I've just checked it out - although the image precision per se can be far higher than 8 bit, solid colors as set in GIMP context are only used with an 8 bit precision (that is: 256 levels of each color).
Here is what I[ ve done: My first attempt was setting the foreground color programmatically by using the Python console. While the call to pdb.gimp_context_set_foreground
can take a triple of floating point numbers, from 0 to 1, if the number is less than 1/256.0, it is rounded to zero.
Then I tried to create the color (1 / 512, 0, 0) on the image itself - which the color picker indicated I succeeded in doing (this will be your way out, so just keep reading), then use the color-picker to add this color as foreground color. On using the color picked in this way to fill an area, again, GIMP had rounded the color down to (0, 0, 0).
So, forgetting about setting the FG color, the way to create a surface with a precision smaller than 1/256 in any component in GIMP 2.10 is using the painting or color tools.
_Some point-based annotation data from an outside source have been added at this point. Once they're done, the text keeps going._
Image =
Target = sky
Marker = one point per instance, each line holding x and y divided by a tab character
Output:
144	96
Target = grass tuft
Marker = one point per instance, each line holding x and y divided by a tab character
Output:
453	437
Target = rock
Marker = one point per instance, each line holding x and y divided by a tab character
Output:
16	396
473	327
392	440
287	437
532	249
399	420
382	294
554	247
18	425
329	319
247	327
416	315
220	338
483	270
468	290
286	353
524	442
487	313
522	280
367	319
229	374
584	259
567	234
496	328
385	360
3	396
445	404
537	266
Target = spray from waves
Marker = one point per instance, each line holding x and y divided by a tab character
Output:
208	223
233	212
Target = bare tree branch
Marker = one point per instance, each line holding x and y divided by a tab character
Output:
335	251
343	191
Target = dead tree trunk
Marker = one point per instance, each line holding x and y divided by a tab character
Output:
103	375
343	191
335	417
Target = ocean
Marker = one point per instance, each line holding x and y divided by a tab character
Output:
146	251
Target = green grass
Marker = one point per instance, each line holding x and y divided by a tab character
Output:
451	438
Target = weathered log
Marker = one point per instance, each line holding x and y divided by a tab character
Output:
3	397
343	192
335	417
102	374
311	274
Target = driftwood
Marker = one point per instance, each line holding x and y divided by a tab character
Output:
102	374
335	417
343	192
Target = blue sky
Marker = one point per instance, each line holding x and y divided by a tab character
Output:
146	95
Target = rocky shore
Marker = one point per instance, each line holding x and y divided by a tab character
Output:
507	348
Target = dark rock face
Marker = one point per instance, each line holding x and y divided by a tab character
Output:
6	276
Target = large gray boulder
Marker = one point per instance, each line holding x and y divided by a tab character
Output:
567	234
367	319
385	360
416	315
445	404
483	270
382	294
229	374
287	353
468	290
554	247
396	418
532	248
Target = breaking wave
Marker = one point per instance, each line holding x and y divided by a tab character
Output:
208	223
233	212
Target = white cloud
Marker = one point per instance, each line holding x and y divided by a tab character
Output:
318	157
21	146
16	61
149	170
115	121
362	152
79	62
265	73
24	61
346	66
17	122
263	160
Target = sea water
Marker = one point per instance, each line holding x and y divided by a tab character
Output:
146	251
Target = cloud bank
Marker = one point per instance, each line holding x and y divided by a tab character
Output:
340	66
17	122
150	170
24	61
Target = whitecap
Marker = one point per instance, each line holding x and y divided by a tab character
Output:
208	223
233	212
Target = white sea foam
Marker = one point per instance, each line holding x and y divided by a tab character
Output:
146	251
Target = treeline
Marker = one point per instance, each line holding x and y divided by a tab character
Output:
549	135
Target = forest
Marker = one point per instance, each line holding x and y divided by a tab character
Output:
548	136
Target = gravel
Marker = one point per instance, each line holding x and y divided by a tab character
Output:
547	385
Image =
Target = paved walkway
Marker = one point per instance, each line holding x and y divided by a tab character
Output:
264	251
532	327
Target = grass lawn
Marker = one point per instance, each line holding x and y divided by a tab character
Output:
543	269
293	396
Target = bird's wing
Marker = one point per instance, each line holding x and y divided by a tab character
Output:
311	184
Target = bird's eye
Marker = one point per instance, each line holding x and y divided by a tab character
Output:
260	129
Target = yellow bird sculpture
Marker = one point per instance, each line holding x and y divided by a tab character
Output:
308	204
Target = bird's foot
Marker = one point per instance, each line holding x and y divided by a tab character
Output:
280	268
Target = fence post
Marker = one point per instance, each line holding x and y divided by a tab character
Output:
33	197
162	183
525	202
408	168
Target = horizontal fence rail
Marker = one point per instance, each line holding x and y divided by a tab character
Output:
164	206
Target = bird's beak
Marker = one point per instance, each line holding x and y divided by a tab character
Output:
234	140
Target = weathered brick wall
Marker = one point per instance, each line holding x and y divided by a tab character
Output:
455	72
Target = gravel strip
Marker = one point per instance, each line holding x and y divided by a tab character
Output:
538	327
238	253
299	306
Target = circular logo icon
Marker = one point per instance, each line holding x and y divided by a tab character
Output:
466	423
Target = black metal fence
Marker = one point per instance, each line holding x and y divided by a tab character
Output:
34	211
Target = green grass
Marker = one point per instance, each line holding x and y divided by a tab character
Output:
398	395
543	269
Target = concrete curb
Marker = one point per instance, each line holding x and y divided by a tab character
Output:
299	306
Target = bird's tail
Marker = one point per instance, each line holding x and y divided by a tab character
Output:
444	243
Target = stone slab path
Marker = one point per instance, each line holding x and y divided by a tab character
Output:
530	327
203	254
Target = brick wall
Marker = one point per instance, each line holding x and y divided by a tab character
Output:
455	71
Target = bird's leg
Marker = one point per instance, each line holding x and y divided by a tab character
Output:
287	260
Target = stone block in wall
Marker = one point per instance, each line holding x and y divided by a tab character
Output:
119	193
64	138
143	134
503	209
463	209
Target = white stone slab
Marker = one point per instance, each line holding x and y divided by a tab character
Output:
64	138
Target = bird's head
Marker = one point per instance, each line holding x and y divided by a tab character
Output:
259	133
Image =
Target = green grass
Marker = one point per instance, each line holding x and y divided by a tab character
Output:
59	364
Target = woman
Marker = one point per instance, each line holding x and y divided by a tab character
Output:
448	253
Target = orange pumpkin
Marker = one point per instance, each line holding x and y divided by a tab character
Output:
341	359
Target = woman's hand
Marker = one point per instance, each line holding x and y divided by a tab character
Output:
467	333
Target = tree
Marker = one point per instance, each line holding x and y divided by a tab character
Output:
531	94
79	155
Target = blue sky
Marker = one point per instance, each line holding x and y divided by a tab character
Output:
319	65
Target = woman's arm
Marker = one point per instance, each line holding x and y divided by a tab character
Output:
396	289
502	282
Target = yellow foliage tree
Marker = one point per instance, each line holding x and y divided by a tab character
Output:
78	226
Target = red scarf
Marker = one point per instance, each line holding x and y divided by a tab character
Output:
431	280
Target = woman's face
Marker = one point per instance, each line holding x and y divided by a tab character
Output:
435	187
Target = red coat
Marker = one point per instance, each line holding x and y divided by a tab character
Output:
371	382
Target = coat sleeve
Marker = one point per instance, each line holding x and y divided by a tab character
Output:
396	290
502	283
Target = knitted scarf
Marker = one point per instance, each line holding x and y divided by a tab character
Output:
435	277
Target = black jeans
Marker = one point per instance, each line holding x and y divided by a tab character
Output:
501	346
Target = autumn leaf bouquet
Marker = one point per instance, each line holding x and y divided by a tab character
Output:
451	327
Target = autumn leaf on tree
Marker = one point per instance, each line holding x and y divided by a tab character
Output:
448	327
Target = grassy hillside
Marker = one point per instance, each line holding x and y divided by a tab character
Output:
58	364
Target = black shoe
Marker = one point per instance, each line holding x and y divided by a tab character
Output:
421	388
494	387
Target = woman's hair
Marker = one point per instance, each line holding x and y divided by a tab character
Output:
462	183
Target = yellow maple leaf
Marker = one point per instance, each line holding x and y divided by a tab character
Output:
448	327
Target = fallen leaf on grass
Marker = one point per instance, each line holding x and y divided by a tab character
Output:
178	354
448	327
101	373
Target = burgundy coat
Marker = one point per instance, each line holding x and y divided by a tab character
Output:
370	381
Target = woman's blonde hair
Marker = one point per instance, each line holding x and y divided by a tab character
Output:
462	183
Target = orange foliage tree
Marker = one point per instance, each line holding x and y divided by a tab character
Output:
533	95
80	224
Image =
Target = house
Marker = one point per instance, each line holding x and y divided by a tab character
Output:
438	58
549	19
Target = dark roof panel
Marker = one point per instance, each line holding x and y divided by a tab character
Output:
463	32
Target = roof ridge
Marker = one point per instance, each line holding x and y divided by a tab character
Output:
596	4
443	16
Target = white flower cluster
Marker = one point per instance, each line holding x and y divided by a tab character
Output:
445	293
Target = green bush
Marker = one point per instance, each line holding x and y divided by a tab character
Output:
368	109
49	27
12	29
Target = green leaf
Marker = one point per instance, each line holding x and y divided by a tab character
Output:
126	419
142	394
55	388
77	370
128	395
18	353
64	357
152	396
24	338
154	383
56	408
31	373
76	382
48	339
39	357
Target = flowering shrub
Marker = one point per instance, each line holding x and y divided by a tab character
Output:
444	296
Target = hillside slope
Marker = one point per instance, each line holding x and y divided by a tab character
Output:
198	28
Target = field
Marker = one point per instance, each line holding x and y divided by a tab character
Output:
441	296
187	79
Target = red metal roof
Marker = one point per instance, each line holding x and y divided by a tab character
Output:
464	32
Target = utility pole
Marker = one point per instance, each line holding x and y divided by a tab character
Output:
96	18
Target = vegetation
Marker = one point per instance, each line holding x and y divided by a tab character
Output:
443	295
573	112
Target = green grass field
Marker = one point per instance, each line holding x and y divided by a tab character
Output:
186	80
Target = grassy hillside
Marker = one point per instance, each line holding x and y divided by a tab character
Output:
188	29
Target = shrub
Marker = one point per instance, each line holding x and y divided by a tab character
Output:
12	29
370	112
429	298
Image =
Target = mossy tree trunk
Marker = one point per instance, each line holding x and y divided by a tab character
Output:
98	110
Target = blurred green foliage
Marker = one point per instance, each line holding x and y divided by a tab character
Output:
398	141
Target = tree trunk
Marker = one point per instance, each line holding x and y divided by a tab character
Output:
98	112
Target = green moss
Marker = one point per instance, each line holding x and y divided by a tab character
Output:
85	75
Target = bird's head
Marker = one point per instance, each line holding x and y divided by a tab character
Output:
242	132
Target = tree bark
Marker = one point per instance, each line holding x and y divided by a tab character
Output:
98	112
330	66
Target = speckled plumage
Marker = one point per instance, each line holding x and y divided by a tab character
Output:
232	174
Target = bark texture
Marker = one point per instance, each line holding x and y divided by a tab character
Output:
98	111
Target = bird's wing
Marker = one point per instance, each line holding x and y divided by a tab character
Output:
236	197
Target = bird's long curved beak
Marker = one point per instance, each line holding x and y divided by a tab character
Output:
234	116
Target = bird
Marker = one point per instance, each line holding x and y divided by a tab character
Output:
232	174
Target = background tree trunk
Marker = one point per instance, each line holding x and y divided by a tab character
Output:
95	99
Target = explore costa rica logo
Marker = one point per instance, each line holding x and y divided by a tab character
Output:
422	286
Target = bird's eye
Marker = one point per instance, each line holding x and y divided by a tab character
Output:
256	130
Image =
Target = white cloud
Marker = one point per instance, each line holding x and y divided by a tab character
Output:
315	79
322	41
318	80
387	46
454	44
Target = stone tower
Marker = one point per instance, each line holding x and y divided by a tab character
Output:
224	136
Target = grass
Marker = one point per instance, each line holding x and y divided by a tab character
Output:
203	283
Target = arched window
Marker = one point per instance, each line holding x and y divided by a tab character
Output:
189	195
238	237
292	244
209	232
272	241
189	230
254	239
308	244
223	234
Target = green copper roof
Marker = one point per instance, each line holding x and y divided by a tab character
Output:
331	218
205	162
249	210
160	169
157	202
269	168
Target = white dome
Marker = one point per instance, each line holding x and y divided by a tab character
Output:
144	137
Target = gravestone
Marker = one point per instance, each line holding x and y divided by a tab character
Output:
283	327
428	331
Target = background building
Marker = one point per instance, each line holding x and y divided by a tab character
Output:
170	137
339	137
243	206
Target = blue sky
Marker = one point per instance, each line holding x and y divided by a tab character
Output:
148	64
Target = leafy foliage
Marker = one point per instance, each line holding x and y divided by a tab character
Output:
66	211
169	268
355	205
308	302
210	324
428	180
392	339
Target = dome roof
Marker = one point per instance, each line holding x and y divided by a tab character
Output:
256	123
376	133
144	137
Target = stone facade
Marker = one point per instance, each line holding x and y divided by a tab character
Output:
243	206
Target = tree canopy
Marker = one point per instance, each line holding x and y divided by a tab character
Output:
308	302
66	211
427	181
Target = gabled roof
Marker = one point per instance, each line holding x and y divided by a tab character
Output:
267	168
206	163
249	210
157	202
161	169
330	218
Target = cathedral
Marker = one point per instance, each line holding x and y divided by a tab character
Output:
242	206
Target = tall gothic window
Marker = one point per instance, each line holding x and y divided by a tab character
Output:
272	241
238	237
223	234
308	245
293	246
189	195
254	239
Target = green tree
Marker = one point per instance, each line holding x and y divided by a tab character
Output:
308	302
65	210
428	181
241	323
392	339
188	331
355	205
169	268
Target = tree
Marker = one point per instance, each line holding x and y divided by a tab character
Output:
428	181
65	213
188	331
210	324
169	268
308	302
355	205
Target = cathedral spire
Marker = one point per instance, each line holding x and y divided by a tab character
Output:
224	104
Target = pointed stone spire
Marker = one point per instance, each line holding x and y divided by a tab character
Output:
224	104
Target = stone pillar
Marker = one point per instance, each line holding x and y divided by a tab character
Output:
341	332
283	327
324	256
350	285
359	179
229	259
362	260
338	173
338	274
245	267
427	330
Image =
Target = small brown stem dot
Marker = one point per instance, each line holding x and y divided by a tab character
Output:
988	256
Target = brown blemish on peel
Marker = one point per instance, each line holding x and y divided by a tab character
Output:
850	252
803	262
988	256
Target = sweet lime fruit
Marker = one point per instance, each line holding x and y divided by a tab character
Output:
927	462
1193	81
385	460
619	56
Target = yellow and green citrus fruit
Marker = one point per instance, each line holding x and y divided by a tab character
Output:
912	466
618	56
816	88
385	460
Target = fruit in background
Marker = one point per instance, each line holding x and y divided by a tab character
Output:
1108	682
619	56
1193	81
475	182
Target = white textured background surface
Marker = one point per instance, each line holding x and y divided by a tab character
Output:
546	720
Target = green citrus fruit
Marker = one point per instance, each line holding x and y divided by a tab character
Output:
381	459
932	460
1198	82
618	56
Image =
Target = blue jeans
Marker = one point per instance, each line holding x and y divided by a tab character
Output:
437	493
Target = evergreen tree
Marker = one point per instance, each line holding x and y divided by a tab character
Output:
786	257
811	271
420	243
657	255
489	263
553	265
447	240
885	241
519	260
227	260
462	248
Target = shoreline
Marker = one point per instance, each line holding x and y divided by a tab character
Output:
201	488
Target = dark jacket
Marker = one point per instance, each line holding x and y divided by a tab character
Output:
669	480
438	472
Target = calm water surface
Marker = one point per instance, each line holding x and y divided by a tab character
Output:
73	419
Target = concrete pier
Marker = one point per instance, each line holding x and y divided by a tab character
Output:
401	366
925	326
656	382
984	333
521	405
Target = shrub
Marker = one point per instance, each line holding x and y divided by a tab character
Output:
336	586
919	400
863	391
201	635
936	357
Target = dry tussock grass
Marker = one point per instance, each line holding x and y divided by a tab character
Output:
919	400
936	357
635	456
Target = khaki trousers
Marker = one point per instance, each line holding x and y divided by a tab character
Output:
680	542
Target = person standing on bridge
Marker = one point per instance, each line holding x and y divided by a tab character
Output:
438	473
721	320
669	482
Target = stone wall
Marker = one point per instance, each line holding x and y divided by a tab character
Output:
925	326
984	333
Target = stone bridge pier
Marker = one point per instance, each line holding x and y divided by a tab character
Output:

You can do this, and use the color-picker tool to check for success:
- use at least 16bit precision
- fill an image with black;
- Set your foreground color to the lowest possible graylevel (010101 hex color on the color dialog)
- use, for example, the bucket-fill tool and set the opacity to desired level (25% for 1/4 of 1/256 gray, (1/1024 gray)).
- Use the color picker tool to check if you got to the desired level (1/1024 gray will show 0.000076 for each component - while the 8 bit gray #010101 is 0.000304 for each component).
- Convert the image to "16 bit integer precision" back before exporting to .PNG file - I further tested and found out that attempts to save a 32bit FP precision image as a PNG file will result in an 8bit png file (all work above is lost). But if the image on GIMP is 16bit integer, then the PNG export generates a correct 16bit PNG. (Saving as native .xcf file format will preserve the precision, of course)
Some extra notes:
so, if 16bit suffice you, you can use 16bit integer all way along, that way it is easier to check the values under the color picker.
On my initial test, instead of a 25% opacity bucket-fill, I used the Color->Curves
tool to reduce the gray level bellow 1/256 - I just filled the image with #010101 gray, clicked to use the curves tool, and dragged the right-handle to midpoint, thus halving all pixel colors on the image. Using the curves tools may be more confortable to you: just paint your images with low gray levels as you would if you would not need the extra levels, and then use this technique to reduce all existing gray levels at once as needed.